А все дело было в том, что дьяволы Люцифера и Сатаны смешались с римлянами. По приказу своих хозяев они ждали дыхания Святого Духа, чтобы начать действовать, сея ужас среди зрителей. В этот день в Аду приняли более тысячи душ, жаждавших крови праведников.
Осторожно спустившись по ступенькам, обойдя лежащие тела, Сильвестр вступил на песок арены и подошел к группе верующих.
— Вы свободны, — сказал он им.
— Как мы можем быть свободными, если наши мужья и сыновья все еще томятся в застенках? — спросила одна из женщин.
— Пойдемте их освобождать, — призвал Сильвестр. Они направились к камерам, расположенным вокруг амфитеатра, и легко нашли ключи, которые надзиратели побросали во время бегства.
— Это чудо! — воскликнул седобородый старец. — С нами Бог. А ты, поднявший посох, чтобы оно произошло, кто ты?
— Я прибыл в Рим, чтобы увидеться с епископом Эваристой.
— Нашего отца арестовали вчера. Мы не знаем, где он.
— Я найду его, — заверил Сильвестр. — Мир Христа должен установиться в этом преступном городе, и, очищенный, он станет центром веры.
— Разве центр не в Иерусалиме? — удивился старец. — Именно там я получил крещение водой и духом. Мой старший брат встретил последователей Иисуса. Сам я еврей по рождению и верующий во Христа по духовному рождению.
— Иерусалим находится в нечестивых руках Рима, — объяснил Сильвестр. — Так что теперь Рим должен быть в святых руках Иерусалима.
Осужденные, больше ни о чем не беспокоясь, все вместе покинули амфитеатр. Когда они шли по городу, римляне при виде их падали на колени, говоря:
— Их любовь победила нашу ненависть. Слава их Богу!»

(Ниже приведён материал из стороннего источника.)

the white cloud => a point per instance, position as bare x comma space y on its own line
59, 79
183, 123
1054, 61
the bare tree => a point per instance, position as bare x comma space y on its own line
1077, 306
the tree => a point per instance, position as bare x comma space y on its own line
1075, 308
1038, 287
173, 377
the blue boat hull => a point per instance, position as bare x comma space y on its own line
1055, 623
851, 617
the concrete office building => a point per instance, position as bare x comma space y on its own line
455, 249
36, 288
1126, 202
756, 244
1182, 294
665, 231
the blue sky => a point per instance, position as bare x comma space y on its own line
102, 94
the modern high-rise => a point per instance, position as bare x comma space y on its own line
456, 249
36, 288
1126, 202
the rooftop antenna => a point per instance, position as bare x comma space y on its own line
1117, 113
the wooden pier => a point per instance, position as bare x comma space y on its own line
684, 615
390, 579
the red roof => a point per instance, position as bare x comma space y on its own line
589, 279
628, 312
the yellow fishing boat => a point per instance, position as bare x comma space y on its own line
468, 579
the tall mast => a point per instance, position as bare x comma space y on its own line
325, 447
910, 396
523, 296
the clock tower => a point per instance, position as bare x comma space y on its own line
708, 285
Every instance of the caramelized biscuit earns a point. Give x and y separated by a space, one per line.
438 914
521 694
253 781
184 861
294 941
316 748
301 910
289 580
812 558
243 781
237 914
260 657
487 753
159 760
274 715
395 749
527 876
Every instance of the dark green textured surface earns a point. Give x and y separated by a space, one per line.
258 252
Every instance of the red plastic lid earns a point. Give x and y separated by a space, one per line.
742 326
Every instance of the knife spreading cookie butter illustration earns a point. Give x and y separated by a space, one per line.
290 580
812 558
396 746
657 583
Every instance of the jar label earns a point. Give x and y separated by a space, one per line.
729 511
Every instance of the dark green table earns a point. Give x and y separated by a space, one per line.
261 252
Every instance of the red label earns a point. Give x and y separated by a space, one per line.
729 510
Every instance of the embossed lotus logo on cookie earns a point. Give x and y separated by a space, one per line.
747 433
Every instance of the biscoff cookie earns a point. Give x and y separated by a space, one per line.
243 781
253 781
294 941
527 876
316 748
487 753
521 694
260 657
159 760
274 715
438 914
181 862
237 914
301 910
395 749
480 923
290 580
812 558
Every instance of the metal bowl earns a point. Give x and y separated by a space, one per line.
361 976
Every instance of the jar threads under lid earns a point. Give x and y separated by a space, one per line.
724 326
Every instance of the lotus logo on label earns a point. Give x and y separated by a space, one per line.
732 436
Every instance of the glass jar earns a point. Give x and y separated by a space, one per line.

Кардинал Бонино попросил нунция прерваться, потом обратился к присутствующим:
— Сдается мне, что этот текст, чисто агиографический, прекрасно совпадает с приключениями Басофона, если только не связан с ними. Я выдвигаю гипотезу, что «Жизнеописание Гамалдона» могло бы быть одной из версий «Жизнеописания Сильвестра». А вы как думаете?
— Не исключено, что заключительная часть манускрипта является подлинной, — допустил отец Мореше. — Полагая, что всех мистифицирует, польский фальсификатор собрал воедино все недостающие отрывки. Можно сказать, все жизни мучеников схожи. Любопытно, однако, что здесь просматривается упорное желание редактора ловко обесценить значение церкви, представив ее извращающей первоначальное Слово Христа.
— Всегда существовала церковь бедных и церковь богатых, — заметил кардинал. — Вспомните, что сказал Господь по этому поводу: «…удобнее верблюду пройти сквозь игольное ушко, нежели богатому войти в Царство Божие». Когда я получил кардинальское облачение, то, в частности, подумал и об этом. Ведь никто не видел, как верблюд пролезает через игольное ушко, не правда ли? И значит, Иисус говорил о гордецах, отказывающихся признавать нищету, что есть непростительный грех против Духа. Таким образом, все, кто веками боролся с пышностью духовенства и против суетности, имели полное право думать, что поступают в соответствии с Евангелием.